The robustness of the Indian people, their sense of survival, endurance became the key factors of the great story of India’s economic recovery, no matter what political detractors might have had to say about the Government’s efforts. Unpurturbed by political assaults, unfazed by criticism, the Government worked out a plan of recovery that included not just pumping of money into the economy, but also doing so in an organised, well-thought manner. Out of that planning, the series of measures that took care of core sectors of the economy one by one -- banking, aviation, medium and and small industries, large and heavy industry, agriculture.

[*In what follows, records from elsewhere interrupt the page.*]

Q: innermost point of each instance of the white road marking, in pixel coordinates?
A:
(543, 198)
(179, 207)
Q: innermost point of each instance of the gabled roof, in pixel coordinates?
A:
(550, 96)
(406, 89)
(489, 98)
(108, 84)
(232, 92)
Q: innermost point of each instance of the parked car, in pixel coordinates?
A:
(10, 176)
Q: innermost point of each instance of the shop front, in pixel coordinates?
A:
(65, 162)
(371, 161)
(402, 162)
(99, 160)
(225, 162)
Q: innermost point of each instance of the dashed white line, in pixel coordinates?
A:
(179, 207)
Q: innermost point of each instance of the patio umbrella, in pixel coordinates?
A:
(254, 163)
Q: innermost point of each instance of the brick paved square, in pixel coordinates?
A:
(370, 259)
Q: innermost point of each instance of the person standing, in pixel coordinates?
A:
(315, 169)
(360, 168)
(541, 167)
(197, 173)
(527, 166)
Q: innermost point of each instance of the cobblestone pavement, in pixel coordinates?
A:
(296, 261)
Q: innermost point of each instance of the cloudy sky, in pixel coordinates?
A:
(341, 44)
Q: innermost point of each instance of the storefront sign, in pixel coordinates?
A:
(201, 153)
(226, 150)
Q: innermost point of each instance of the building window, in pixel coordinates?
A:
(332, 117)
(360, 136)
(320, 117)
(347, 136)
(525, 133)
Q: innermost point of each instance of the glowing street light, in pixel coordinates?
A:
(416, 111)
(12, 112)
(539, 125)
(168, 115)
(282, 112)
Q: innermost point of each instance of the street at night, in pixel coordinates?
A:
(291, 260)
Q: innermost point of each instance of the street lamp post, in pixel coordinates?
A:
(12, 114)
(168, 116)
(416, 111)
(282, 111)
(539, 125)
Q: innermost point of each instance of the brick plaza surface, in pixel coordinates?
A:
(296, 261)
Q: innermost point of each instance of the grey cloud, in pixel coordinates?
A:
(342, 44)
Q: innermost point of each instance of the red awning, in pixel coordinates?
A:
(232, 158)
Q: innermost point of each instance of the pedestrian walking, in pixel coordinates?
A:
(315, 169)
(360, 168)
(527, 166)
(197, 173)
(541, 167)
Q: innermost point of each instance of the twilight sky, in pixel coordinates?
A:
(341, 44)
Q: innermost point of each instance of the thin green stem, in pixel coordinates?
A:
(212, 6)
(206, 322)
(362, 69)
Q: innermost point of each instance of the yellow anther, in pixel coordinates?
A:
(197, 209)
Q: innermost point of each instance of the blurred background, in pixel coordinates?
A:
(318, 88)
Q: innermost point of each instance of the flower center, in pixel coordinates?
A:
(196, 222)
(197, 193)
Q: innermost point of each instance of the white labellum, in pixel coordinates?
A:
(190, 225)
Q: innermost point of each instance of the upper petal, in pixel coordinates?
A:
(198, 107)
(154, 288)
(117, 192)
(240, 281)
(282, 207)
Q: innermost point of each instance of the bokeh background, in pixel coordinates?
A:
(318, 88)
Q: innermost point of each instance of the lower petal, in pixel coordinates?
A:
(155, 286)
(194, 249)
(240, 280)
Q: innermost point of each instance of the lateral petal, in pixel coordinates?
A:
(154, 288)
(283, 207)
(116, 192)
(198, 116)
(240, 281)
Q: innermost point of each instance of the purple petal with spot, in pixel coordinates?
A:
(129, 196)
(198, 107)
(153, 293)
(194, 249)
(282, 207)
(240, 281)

No matter what the Opposition had to say, the Government moved with an extreme sense of self-assertion and ensured that there was no dearth of money for all critical sectors.
 
The great concept of Atmanirbhar Bharat was born out of that self-assertion. Not only did it revive the emotion of Swadeshi, but also appealed to good economic sense at a vast range of domains from local to global. The stand-off with China, also, helped in this national resolve -- to give a tight slap to the Chinese who wanted to sweep the Indian marketplace. If there was an official response to reducing the Chinese dominance of the marketplace, the common people, too, responded patriotically to reject whatever was Chinese.
 
This became possible because the national leadership recognised the psycho-spiritual dimension of the economic activity. Prosperity is not an outcome of money; it is a reward of sense of self-worth and self-assertion that one is the master of one’s own economic fortune. Modern-day economists may not attach much importance to these abstract aspects, but traditional economic philosophers believed in the potency of human component as a major factor. The credit of India’s national leadership is that it believed in the strength of the human core of the economic activity and latched on to it as a credible tool of recovery. At this stage, as the national economy emerges from the recessionary phase, it is necessary to understand this silent core of India’s spiritual robustness in the face of adversity. It also offers us a clue to handling the future challenge as well.